This year has been a bumper year for lots of things. Up and down the towpath, where widening work has scarred the edges of the newly smooth cycle track, thistles and teasels have grown in cheerful profusion in the disturbed earth. We have a pretty reasonable number of goldfinches in the area, but this year they were swamped; the plants too effusive and productive to lose all their seeds. You might have heard this year described as a mast year, here and there. Mast years, when the profusion of fruiting bodies (nuts, drupes, and famously acorns) overwhelms their usual predators. When the plants lay down the future generations. In extraordinary quantities.

Somewhere in all that profusion, things like this happen. Seeds get stuck in a seedhead, and in the long damp of  an English winter, they start to stir, reaching for a spring that is still a long way off, locked away on the other side of hard winter.
Teasel Seeds sprouting in their seed head during warm autumn weather.

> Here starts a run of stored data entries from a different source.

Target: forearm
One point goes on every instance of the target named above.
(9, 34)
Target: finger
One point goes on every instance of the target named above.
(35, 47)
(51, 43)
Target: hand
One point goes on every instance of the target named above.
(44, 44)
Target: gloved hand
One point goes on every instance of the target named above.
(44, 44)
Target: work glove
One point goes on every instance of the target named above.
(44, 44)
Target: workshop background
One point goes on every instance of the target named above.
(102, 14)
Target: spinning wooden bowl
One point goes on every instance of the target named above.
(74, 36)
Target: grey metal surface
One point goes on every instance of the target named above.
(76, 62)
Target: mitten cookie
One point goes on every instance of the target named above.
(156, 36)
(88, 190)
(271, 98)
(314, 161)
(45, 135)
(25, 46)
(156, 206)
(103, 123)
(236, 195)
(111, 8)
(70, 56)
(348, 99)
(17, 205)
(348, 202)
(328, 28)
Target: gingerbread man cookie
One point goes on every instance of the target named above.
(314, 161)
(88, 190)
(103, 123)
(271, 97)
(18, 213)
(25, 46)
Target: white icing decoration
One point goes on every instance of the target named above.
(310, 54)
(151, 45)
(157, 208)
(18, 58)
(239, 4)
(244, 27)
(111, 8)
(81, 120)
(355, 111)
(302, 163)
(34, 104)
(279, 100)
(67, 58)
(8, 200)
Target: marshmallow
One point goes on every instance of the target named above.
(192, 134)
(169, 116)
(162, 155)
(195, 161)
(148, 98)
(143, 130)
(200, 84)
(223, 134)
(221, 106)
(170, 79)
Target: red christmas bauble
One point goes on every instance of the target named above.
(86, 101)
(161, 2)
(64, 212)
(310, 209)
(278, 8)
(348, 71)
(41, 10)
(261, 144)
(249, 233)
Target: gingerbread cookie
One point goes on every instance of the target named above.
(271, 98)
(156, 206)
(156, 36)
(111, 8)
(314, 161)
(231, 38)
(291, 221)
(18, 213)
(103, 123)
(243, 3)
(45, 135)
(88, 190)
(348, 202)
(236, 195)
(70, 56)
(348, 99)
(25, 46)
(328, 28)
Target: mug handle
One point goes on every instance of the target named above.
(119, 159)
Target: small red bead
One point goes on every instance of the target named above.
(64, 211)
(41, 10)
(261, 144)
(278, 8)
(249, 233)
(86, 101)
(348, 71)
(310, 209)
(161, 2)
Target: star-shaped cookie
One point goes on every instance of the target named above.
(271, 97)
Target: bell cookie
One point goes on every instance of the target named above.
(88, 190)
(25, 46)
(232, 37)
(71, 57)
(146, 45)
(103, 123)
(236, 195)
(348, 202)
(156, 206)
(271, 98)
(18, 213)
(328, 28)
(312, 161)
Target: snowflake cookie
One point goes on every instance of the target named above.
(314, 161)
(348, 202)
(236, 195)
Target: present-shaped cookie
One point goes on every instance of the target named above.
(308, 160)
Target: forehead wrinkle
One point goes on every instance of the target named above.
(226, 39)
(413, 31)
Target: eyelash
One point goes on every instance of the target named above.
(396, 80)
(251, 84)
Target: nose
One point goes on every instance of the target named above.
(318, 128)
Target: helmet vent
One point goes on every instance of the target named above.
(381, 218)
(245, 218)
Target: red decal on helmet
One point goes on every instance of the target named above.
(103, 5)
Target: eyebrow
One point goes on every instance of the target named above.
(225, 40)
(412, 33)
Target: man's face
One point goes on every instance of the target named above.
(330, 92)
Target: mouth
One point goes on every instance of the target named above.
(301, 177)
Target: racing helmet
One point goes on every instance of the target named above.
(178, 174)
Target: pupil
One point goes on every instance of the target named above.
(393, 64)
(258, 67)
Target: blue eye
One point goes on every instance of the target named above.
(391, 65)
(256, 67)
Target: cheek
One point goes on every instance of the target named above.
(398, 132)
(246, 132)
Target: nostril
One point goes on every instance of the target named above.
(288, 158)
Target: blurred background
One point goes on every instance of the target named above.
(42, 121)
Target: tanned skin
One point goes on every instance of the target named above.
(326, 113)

There's a curiously unnatural aspect to this image. One of my friends likened a similar situation (with a poppy seed head) to spiders feeding on their mother's body. But there's more to this than just the visceral reaction of seeing the young feeding on their body of their parent. These seedlings are in a dead end. They won't survive the coming cold of January and February and they can't anchor themselves in a soil that is in some cases six or seven feet below them. 
 

 I don't know, do I maybe hear a tiny voice crying: rescue me?